In [788]:
import os
import json
import numpy as np
import timeit
from copy import deepcopy

from scipy.sparse import csr_matrix

In [793]:
class MatrixUtil:
    def __init__(self):
        with open("../datasets/ecom_ratings/customers.json") as f_:
            self.users = json.load(f_)

        with open("../datasets/ecom_ratings/products.json") as f_:
            self.products = json.load(f_)

        with open("../datasets/ecom_ratings/ratings.json") as f_:
            self.ratings = json.load(f_)
            
        self.product_id_to_idx = {
            product['Id']: idx
            for idx, product in enumerate(self.products)
        }
        
        self.idx_to_product_id = {
            idx: id_ for id_, idx in self.product_id_to_idx.items()
        }

        self.user_id_to_idx = {
            user['Id']: idx
            for idx, user in enumerate(self.users)
        }
        
        self.idx_to_user_id = {
            idx: id_ for id_, idx in self.user_id_to_idx.items()
        }
        
        self.matrix = self._generate_matrix()
        
    def _generate_matrix(self):
        user_data = []
        product_data = []
        rating_data = []

        for rating in ratings:
            rating_data.append(rating['Rate'])    
            user_data.append(self.user_id_to_idx[rating['CustomerID']])
            product_data.append(self.product_id_to_idx[rating['ProductID']])

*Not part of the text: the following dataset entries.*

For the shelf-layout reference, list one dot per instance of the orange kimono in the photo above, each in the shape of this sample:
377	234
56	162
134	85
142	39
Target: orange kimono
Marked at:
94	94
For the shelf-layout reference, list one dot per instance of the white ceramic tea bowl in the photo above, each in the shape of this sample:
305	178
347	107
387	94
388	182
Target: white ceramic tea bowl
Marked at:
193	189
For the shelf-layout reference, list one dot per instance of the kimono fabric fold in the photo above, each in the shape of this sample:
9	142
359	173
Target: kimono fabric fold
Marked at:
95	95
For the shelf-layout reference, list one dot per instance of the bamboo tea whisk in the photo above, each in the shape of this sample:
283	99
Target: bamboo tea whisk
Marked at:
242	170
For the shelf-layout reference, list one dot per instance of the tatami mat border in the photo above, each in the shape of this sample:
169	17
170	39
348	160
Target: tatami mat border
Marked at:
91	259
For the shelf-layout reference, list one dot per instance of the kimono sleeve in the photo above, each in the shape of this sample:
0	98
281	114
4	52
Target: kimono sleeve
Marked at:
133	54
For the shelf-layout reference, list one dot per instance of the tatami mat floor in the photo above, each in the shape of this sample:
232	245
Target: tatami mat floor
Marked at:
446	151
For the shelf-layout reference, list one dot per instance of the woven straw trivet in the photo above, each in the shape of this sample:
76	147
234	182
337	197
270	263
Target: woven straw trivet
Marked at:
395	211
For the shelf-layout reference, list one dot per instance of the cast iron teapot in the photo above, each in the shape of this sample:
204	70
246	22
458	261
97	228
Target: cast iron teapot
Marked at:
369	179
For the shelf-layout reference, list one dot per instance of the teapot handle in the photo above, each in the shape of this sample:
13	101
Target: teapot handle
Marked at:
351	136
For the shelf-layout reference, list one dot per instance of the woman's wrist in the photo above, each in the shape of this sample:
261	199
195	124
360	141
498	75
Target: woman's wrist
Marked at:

        matrix = csr_matrix((rating_data, (user_data, product_data)), 
                            shape=(len(self.users), len(self.products))).toarray()
        return matrix
    
    def get_user_vector(self, id_):
        user_idx = self.user_id_to_idx.get(id_)
        if user_idx == None:
            raise ValueError("Provided id exist does not exist")
        return self.matrix[user_idx][:]
    
    def get_item_vector(self, id_):
        item_idx = self.product_id_to_idx.get(id_)
        if item_idx:
            raise ValueError("Provided id exist does not exist")
        
        return self.matrix[item_idx][:]

In [794]:
mutil = MatrixUtil()

130754


MemoryError: Unable to allocate 127. GiB for an array with shape (130754, 130754) and data type int64

In [60]:
vector = mutil.get_user_vector(103954)

In [13]:
# The end goal is often either to:
# 1. Predict a user's rating value of an item
# 2. Predict the top-k items

# Important to note that the first goal can be used to produce the second goal, albeit being less efficient.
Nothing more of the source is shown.